Regression & Correlation Flashcards
What does correlation refer to?
Degree to which two quantitative variables are related
What is commonly used to measure correlation in quantitative parametric data?
Pearsons correlation coefficient
What does value of correlation coefficient ‘r’ vary between?
-1 to +1
Units of ‘r’?
None
When is correlation coefficient not valid?

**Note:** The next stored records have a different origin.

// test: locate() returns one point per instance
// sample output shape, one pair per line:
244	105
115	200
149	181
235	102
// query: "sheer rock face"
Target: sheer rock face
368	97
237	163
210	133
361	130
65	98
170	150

If data is not independent (paired)
When can Fishers transformation be used?
To compare two correlation coefficients for hypothesis testing
What are Partial correlations?
Correlations between two variables after adjusting for a third variable
What is Spearmans correlation (rho)?
Non-parametric equivalent of Pearsons
What can Spearmans be used for?
To test association between two variables if at least one is ordinal or
If sample size is small despite being continuous variables
or if non-linearity is suspected or
if non-normal distribution is noted for both variables
What does Spearmans assume?
Difference between each pair of ordinal variables is the same i.e. the ranks are equidistant
If the difference between each pair of ordinal variables is not the same, how can one calculate correlation?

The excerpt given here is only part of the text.